追憶2
王都へ移り七年。
その間、リリーは手紙の一通も寄越さないし、自分から出したこともない。父はしばしば領地に帰るがアルフレッドは同行しなかったし、行ってもアマリエ伯爵家には来訪しなかった。
アルフレッドは変わった。というより成長した。いつまでも子供のままでいられないことは世の理だ。否応なく自分の歪んだ考えを理解していた。リリーを婚約破棄させて一体どうするつもりなのか。家来にして侍女にするのか。伯爵令嬢を? そんな無茶苦茶罷り通るわけがない。非道徳だと罵倒されてもまだ真面な方法なら……と考えて、アルフレッドの思考は止まる。それ以上進むとあってはならない結論に達してしまう。根底が覆り手の中の全てが崩れ落ちる。だから、どんなに愚かだとわかっていても気づかぬふりをしてやり過ごしてきた。

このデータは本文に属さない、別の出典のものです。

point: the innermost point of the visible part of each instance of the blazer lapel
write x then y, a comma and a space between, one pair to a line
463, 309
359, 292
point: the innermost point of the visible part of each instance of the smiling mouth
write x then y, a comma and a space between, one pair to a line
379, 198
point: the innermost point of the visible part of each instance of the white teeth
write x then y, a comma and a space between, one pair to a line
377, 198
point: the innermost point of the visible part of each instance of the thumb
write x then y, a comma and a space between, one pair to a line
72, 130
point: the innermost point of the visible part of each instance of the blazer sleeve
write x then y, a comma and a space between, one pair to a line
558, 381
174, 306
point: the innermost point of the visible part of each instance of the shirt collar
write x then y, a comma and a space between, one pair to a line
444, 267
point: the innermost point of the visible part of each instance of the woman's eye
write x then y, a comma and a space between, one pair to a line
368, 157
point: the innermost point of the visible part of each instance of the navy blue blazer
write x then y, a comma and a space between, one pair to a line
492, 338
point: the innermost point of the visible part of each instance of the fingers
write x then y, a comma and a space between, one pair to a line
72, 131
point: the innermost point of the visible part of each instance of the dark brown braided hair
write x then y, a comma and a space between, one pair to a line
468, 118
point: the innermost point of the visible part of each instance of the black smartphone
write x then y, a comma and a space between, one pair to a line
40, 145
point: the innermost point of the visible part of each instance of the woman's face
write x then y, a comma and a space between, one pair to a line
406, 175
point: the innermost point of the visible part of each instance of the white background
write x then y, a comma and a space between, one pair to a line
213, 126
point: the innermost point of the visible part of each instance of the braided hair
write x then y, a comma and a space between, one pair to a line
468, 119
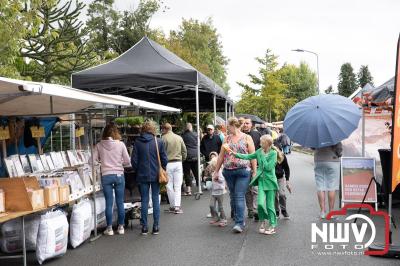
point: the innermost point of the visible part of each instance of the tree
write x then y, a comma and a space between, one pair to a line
329, 90
102, 27
199, 44
265, 96
301, 81
13, 20
347, 80
57, 49
364, 76
134, 25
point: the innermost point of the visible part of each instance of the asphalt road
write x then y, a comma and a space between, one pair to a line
188, 239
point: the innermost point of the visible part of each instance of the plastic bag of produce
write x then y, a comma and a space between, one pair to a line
11, 234
81, 223
52, 237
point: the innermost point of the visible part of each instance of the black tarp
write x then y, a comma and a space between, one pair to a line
150, 72
383, 92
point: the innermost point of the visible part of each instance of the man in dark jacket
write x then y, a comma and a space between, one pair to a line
282, 169
210, 143
252, 191
145, 163
190, 164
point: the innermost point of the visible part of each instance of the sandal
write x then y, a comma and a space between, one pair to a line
223, 223
262, 228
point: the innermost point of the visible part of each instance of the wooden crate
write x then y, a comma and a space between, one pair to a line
17, 196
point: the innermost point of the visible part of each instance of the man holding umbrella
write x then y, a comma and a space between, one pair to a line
322, 122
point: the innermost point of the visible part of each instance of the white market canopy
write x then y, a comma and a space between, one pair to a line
20, 97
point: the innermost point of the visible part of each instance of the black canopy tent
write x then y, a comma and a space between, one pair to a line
148, 71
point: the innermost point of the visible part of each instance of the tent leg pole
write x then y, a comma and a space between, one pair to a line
362, 126
226, 114
94, 178
215, 110
198, 137
72, 132
61, 136
51, 140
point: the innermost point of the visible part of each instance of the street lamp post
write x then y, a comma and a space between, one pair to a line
311, 52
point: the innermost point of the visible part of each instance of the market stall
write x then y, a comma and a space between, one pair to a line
39, 182
148, 71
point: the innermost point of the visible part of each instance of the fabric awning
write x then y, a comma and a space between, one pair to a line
144, 104
20, 97
150, 72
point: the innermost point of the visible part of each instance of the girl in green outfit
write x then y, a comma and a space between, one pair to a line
266, 181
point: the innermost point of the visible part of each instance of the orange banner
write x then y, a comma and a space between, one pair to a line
396, 125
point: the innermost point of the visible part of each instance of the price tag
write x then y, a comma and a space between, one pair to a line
4, 133
37, 132
80, 132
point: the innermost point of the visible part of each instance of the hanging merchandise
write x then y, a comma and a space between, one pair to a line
80, 223
52, 237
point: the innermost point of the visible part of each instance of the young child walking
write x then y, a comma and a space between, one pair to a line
217, 196
266, 181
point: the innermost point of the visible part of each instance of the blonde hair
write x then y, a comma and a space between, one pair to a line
268, 140
233, 121
149, 127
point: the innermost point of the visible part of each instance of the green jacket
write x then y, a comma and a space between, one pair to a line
174, 146
265, 178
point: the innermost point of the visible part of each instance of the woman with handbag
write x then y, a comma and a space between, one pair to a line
113, 156
149, 160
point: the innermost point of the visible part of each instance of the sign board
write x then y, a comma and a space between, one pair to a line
79, 132
4, 133
37, 132
356, 174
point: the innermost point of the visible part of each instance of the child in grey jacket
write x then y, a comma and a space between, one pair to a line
217, 196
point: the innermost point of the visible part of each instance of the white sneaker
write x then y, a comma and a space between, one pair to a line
121, 230
270, 231
109, 231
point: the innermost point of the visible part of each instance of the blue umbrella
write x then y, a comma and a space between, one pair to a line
321, 121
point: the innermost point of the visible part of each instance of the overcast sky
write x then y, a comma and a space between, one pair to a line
360, 32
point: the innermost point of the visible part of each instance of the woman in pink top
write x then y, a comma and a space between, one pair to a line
236, 171
113, 156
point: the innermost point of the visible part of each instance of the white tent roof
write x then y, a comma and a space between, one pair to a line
19, 97
144, 104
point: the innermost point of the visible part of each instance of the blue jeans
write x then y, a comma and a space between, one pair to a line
238, 182
144, 193
115, 183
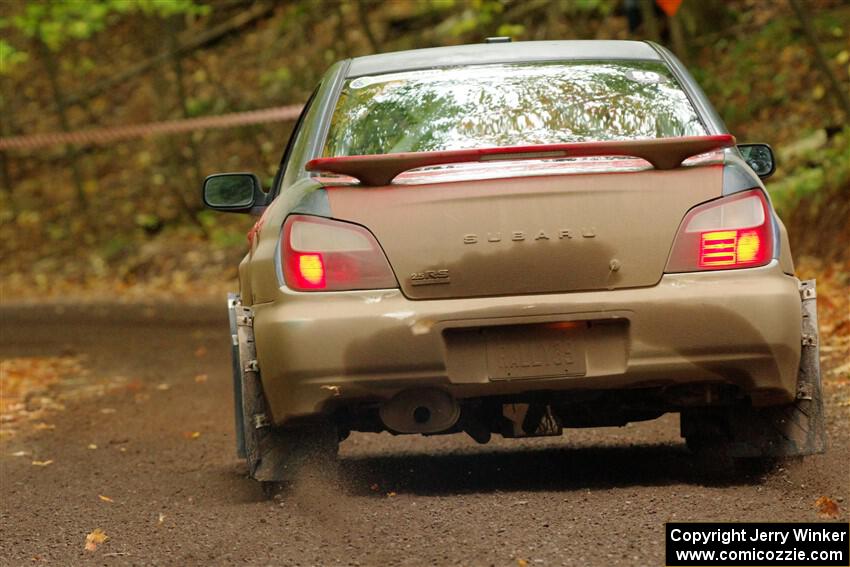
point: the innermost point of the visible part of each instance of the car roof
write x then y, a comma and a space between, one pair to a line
490, 53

だが、とうとう逃げきれぬ真実に足を掴まれてしまった。
「アルフレッド、パートナーは決まったか?」
「パートナー?」
アルフレッドは品行方正な公爵令息ではあったが、本来愛想がいいわけでも、温和で優しいわけでもない。高位貴族であるため、気難しい顔で本でも読んでいれば、不必要に声を掛けて来る者はいない。陰口を言われない程度に要領よく人付き合いを続け、上手い具合に快適な学園生活を送っていた。
それでも世の中、空気の読めない変人はいる。
ランス・ベーカー。
男爵家の次男であるが、試験組として学園に入学した男だ。
アルフレッドの通うグラバー学園は出自を問わず才能ある人材を育成する為、特別枠が設けられている。厳しい試験に合格すれば学費免除で入学が可能だ。在学中成績が常に一定の水準であらねばならない厳しい制度で、利用するのは主に平民。食費を削ってでも高級な服を買え、という見栄と面子を気にする貴族が、無闇に試験組となれば後ろ指を指されるのは必至。金がなく背に腹を代えられぬ状況ならばやむを得ない選択だが、ランスは違った。彼の生家は男爵家であるが幾つもの商店を経営している資産家だ。

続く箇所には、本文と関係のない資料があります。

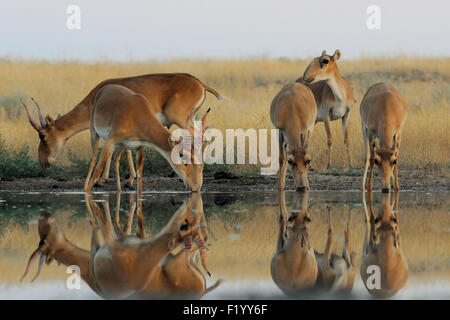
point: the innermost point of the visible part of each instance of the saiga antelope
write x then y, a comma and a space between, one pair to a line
293, 112
336, 273
383, 248
294, 266
333, 94
175, 98
130, 266
383, 114
122, 117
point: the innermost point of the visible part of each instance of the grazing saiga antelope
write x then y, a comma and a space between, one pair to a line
383, 114
336, 273
131, 266
175, 98
333, 94
383, 249
125, 118
293, 112
294, 266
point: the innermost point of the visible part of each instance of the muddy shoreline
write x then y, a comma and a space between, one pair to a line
424, 180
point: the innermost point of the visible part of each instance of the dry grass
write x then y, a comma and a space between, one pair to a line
250, 86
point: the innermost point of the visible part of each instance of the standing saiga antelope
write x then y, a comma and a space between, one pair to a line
125, 118
175, 98
336, 273
333, 94
293, 112
383, 114
294, 266
383, 249
132, 266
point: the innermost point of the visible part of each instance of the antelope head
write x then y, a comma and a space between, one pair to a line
386, 160
323, 67
192, 230
191, 151
52, 140
51, 238
299, 161
299, 223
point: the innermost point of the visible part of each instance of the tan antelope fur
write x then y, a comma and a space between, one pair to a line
125, 118
293, 266
383, 248
127, 266
293, 112
383, 114
333, 94
174, 96
336, 273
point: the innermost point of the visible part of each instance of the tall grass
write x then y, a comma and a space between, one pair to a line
250, 86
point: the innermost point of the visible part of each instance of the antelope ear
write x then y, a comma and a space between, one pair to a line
49, 121
337, 55
172, 244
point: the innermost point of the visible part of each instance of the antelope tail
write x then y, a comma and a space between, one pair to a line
214, 92
214, 286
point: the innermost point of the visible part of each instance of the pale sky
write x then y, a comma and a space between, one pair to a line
167, 29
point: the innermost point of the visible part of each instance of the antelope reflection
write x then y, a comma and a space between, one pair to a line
296, 267
383, 248
128, 266
336, 272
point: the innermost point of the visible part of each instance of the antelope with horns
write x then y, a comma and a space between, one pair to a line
294, 266
336, 273
333, 94
383, 248
127, 266
293, 112
383, 114
123, 117
175, 98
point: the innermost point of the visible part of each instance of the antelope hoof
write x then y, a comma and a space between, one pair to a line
129, 186
172, 174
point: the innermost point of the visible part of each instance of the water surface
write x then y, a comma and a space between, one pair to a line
242, 238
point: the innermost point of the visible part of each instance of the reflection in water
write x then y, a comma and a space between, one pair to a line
294, 266
384, 269
127, 266
336, 272
242, 237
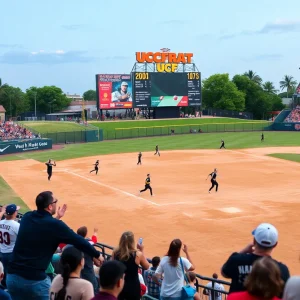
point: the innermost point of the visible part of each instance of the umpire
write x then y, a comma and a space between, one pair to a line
147, 185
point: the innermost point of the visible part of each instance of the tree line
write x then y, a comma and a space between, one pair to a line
246, 92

「無料で通わしてもらえるのに、金なんか払う馬鹿がいるんだな」
「お前のせいで一人の平民が溢れたとは思わないのか」
アルフレッドが言うとランスは笑った。後に知ったことだが、ランスはあまり優秀でも裕福でもない従兄弟の為に自分の学費を充てがっていた。全く嫌な奴だとアルフレッドは思ったが、ランスはアルフレッドを気に入ったらしい。爵位の壁もまるで関係なく矢鱈に付き纏われるようになった。入学して以来二年が経った今では、アルフレッドが明け透けな態度をとる数少ない友人となった。

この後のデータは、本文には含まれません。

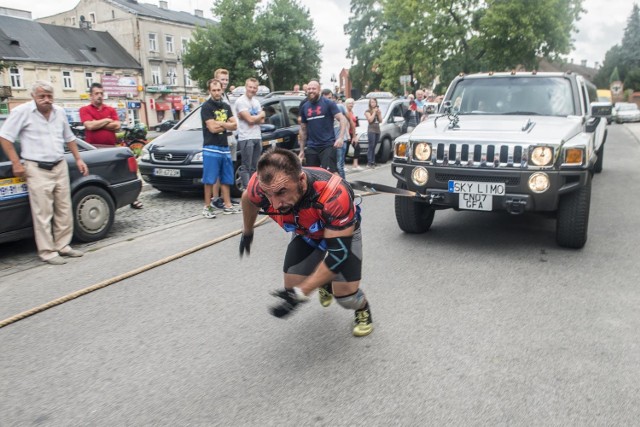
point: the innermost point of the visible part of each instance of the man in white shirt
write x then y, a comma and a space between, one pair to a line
42, 129
250, 115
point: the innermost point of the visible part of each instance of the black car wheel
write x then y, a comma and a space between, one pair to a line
93, 214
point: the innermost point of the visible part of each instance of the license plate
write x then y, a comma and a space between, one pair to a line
166, 172
476, 196
12, 188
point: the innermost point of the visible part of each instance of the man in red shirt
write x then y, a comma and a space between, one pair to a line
100, 121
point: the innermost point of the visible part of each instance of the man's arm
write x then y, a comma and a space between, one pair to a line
10, 151
82, 166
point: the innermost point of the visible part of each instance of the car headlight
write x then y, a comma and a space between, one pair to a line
422, 151
573, 156
539, 182
145, 154
541, 156
197, 158
400, 150
419, 176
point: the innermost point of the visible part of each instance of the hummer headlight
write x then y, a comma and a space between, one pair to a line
422, 151
541, 156
539, 182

「惚けるなよ。デビュタントのパートナーさ。お前から声を掛けられたいと願っている令嬢達の熱い視線を感じないか?」
「感じるが関係ない」
アルフレッドが答えれば、あはは、とランスは痛快に声を上げた。
この国では十六歳が社交界デビューの年だ。毎年王宮で祝いの舞踏会が開かれる。王都に住む貴族だけではなく、領地の貴族たちもこぞって訪れる盛大な宴だ。
「お前って女嫌いだよな」
「しなくていい苦労をさせられているからな」
リリーが女じゃなかったら、とアルフレッドは常々思って生きている。
「なんだよそれ、モテ自慢? それともアルフレッド様に苦労させている女がいるのか? 面白いな、誰だよ」
「さぁ」
気のない返事にランスは肩を竦めた。
アルフレッドは美しい男だ。指定された制服を着用しているのに長身で身のこなしが冴えているため人目を引く。暗めの金髪に濃い緑の瞳が印象的で、基本的に不機嫌で物憂げな表情をしているが、話しかけられれば存外丁寧に答える。領地にいた頃の粗野で乱暴な振る舞いはすっかり鳴りを潜めていた。爵位も容姿も完璧で、そっけないが紳士的な態度をとる将来有望な男を女生徒が放っておくはずはない。しかし、アルフレッドに積極的に言い寄る令嬢はいなかった。何故なら、
「女性の好みですか? そうですね。控えめで一歩引いて僕の後をついてきてくれるような方がよいですね。積極的な女性はどうも苦手で」
と折に触れて公言していたからだ。気を衒って「面白い女」を演じ強引に近づいてくる強者も中はいるが、アルフレッドが微苦笑で応じ、
「彼女は申し分のない人だけれど、性格の不一致はどうにもね。もっと僕の感性に合う女性ならばよかったのに」
と残念がる噂を立てれば自ずと大人しくなった。
そんなアルフレッドがデビュタントのパートナーに誰を選ぶのか。周囲の関心を一身に集めていたが、アルフレッドにとっては微塵も興味のないことだった。ただ、相手を選ぶ気がないことに対して父が苦言を呈さないことには引っ掛かった。社交界デビュー前にして、既に幾つもの釣書が送られてきているが、それもアルフレッドの元には届かない。父は政治的な婚儀を結ばせる気はないらしい。自らの過ちを悔いているから? 理由を考えると心が冷えた。かと言ってわざわざ進んでパートナーを選ぶ気は毛頭ない。アルフレッドは結局、単身で舞踏会に参加することとなった。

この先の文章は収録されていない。